In response to my lament regarding how some people think watching movies makes them an expert in a public policy area, Kevin Drum points out a broader problem with how people judge what they do and don’t know:
Everyone with the manual dexterity to hoist a beer can regale you with confident answers to all the ills of society, while in the very next breath insisting that you don’t know what you’re talking about when it comes to subject X. That’s a lot more complicated than you think.
Subject X, of course, is something they happen to know a lot about, probably because they work in the field. But it doesn’t matter. The fact that they’ve learned to be cautious about the one field they know the most about doesn’t stop them from assuming that every other field is pretty simple and tractable.

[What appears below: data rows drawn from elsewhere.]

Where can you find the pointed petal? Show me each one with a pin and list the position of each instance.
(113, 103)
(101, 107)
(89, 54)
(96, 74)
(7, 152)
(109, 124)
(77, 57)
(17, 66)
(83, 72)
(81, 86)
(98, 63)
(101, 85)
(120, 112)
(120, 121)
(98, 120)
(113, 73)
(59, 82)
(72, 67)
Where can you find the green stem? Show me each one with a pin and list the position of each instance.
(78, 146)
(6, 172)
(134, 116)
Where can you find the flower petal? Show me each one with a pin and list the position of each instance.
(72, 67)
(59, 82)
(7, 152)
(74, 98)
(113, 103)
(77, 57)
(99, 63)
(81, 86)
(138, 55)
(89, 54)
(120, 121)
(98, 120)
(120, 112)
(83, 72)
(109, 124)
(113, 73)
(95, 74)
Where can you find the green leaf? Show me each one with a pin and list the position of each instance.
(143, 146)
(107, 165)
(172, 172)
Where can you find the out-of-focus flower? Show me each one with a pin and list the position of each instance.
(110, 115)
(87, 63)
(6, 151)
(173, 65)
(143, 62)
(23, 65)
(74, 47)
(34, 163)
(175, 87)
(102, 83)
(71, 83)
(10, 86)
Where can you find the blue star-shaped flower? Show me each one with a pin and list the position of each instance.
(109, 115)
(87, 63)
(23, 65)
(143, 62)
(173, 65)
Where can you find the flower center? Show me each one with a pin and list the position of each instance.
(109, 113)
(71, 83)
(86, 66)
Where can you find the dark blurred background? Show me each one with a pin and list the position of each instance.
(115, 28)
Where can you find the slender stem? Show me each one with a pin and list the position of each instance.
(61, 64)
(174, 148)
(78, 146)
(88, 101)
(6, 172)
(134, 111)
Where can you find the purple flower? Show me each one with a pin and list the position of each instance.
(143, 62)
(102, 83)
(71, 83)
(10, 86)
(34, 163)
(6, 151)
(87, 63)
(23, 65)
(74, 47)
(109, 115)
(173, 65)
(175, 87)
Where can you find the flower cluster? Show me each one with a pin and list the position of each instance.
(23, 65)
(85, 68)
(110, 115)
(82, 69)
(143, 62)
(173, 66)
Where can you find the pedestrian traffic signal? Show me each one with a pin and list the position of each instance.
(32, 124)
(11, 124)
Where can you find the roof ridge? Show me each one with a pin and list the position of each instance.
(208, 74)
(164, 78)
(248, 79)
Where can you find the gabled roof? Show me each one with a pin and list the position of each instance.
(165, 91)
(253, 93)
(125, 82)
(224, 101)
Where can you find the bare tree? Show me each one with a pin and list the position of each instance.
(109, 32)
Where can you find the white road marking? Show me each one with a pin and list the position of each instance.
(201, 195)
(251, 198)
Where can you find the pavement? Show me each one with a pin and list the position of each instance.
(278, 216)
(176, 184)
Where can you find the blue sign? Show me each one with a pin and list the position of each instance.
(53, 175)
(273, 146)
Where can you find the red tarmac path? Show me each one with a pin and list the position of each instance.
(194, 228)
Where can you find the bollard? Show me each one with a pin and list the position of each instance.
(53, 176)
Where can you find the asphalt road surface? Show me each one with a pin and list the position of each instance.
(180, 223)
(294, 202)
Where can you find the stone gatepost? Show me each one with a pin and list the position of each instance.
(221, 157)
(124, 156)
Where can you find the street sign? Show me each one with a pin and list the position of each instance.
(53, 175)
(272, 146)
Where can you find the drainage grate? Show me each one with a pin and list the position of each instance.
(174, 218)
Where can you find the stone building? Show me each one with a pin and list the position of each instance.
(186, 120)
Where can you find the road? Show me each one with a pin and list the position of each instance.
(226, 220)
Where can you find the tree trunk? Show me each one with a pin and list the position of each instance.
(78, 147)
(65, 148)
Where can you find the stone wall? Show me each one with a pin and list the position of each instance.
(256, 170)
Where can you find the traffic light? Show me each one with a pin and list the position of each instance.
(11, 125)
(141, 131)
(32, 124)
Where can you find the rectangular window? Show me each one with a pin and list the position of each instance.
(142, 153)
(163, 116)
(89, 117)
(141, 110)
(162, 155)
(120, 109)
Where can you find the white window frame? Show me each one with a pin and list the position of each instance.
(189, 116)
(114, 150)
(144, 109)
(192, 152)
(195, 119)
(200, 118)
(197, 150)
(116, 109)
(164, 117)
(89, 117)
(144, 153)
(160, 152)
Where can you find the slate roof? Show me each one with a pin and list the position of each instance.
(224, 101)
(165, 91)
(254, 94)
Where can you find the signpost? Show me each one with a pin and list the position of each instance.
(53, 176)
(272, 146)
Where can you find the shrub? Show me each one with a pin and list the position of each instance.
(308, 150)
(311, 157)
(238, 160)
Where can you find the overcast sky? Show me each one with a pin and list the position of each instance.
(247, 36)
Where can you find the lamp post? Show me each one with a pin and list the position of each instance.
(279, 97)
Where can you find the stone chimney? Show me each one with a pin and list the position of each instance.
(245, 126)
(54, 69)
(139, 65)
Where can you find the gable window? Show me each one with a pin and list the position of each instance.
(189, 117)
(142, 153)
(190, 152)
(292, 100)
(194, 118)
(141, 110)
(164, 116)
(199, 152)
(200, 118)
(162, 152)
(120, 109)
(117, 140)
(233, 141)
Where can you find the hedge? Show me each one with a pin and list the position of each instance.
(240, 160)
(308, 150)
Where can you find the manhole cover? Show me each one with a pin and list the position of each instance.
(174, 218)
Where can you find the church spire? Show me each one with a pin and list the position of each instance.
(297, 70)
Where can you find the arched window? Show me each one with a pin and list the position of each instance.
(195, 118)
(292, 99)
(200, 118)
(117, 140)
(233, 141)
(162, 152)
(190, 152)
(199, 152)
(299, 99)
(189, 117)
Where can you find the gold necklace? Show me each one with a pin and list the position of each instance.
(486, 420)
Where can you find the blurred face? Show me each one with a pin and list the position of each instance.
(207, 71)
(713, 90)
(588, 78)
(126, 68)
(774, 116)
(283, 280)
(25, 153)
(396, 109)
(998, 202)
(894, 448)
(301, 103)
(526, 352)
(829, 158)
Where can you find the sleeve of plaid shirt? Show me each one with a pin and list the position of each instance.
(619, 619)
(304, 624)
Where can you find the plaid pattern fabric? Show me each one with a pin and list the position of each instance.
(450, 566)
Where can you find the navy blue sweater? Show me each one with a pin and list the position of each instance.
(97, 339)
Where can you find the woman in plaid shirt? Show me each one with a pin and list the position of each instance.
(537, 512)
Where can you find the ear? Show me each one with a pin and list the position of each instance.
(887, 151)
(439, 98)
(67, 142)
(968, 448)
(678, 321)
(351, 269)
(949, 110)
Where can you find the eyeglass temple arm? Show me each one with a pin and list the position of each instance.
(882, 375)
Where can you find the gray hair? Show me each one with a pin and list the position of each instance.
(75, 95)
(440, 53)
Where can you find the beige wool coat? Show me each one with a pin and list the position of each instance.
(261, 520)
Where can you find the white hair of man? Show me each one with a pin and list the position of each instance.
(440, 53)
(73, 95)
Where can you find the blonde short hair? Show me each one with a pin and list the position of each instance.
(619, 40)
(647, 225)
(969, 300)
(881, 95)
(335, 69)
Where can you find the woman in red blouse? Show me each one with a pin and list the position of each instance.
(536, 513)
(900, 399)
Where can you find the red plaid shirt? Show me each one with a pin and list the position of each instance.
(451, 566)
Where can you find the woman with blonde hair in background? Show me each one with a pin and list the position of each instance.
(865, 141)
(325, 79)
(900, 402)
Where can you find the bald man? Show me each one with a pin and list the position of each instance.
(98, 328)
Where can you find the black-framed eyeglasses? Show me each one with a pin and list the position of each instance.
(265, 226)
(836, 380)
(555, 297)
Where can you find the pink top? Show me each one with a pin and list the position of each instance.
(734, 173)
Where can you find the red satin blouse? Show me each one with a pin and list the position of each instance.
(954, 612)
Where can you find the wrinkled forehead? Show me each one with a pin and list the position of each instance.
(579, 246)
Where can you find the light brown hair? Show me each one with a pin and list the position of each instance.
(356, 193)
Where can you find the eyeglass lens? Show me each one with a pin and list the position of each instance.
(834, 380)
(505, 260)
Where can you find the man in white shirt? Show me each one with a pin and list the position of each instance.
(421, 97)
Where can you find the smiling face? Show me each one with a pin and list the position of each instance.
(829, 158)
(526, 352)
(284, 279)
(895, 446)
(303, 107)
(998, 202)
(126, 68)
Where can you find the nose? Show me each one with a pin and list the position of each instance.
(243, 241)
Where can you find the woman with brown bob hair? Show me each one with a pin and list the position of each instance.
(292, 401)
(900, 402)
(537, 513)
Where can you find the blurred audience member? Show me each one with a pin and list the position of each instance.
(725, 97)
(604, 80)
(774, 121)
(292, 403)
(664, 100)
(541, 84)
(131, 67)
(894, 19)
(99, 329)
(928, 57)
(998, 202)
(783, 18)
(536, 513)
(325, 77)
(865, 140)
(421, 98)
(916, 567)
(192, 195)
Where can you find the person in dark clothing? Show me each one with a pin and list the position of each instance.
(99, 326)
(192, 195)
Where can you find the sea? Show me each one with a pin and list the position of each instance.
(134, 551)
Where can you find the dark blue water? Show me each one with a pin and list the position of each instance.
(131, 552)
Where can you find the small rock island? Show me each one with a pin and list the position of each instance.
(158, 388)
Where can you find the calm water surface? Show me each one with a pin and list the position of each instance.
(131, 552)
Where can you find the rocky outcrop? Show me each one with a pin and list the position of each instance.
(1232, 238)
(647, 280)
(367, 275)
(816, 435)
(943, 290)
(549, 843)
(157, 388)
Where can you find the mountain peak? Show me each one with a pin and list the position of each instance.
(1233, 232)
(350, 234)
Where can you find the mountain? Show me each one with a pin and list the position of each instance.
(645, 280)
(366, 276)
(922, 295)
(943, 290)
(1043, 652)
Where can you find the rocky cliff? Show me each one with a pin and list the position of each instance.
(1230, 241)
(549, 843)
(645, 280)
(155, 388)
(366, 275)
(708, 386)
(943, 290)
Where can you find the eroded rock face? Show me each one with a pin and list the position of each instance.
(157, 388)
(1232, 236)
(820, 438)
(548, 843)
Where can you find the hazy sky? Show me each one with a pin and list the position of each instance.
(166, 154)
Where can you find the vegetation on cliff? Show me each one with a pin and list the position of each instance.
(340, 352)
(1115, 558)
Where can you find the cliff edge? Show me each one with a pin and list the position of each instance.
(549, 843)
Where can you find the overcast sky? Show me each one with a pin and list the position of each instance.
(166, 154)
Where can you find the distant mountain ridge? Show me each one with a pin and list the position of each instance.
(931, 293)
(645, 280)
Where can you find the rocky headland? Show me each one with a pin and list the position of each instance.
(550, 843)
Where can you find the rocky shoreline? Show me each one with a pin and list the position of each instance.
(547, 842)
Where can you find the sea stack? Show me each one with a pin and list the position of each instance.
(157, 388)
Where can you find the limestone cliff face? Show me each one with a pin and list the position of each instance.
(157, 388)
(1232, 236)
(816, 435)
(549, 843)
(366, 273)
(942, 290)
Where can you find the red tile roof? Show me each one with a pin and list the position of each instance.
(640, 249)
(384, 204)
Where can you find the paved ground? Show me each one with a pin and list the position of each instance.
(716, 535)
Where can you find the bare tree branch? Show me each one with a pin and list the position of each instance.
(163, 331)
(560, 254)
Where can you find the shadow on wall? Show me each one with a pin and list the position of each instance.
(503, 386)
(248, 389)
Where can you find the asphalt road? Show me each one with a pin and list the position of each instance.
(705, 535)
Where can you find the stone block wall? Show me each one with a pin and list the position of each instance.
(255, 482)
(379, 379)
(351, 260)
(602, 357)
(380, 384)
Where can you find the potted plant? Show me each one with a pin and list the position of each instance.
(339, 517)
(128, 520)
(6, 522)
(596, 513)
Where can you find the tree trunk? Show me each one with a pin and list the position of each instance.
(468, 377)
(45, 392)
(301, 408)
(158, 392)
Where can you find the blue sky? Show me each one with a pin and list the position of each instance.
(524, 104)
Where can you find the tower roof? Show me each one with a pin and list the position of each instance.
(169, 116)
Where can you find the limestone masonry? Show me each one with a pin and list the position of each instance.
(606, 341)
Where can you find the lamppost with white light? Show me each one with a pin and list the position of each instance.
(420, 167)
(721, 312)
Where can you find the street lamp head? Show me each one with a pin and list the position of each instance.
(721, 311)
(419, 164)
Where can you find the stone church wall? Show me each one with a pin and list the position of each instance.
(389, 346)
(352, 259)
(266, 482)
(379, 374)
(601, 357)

It would be absurd to deny this sad phenomenon. Kevin is describing how possession of deep knowledge in some areas doesn’t generalize into an assumption that there is also relevant deep knowledge in areas in which we are not specialists. During some of the hottest cultural debates of recent years, I have been thinking about this same lack of generalization from the other direction: Why don’t we assume we are ignorant in unfamiliar areas when we have the experience of ignorance in familiar ones? I am thinking in particular of our quotidian experience of misunderstanding or misremembering our interactions with other people.
In interactions in which we are personally involved, we often do not fully understand what is going on. We for example might walk away from a discussion with a loved one or colleague wondering “How did they end up as an argument?” or “What was that conversation really about?”. We also of course forget what happened in our personal interactions, even highly significant ones. Separate two spouses and ask for their accounts of an extremely important moment in their shared life (e.g., What was their first date like? What happened on the day their first child was born?) and you will invariably find disagreements about important details.
When we observe but are not part of an interaction, our understanding at the time and our memory later are even worse. The engaging book Wittgenstein’s Poker for example revealed that the Cambridge University denizens who watched a legendary 10 minute dust up between Ludwig Wittgenstein and Karl Popper could not remotely agree later on what had transpired — up to and including whether a threat of physical violence was made.
We understand and remember our own interactions poorly. We are even worse when we are one step away, witnessing other people’s interactions. So far, so banal, but riddle me this: Why are so many people so regularly consumed in debate about what really happened in interactions of which they were not a part and did not witness? Google on any hotly debated pairing — Woody Allen and Dylan Farrow, Trayvon Martin and George Zimmerman, Monica Lewinsky and Bill Clinton, to name only three — and you will find myriad accounts confidently describing exactly what did or did not happen between them.
Our knowledge of interactions that we learn of third, fourth, or fifth-hand is inherently inferior to our knowledge of interactions which we personally witness or experience directly. But the humbling experience of bumbling through and mis-recalling our own lives never lessens some people’s claims of omniscience about the lives of people they’ve never met.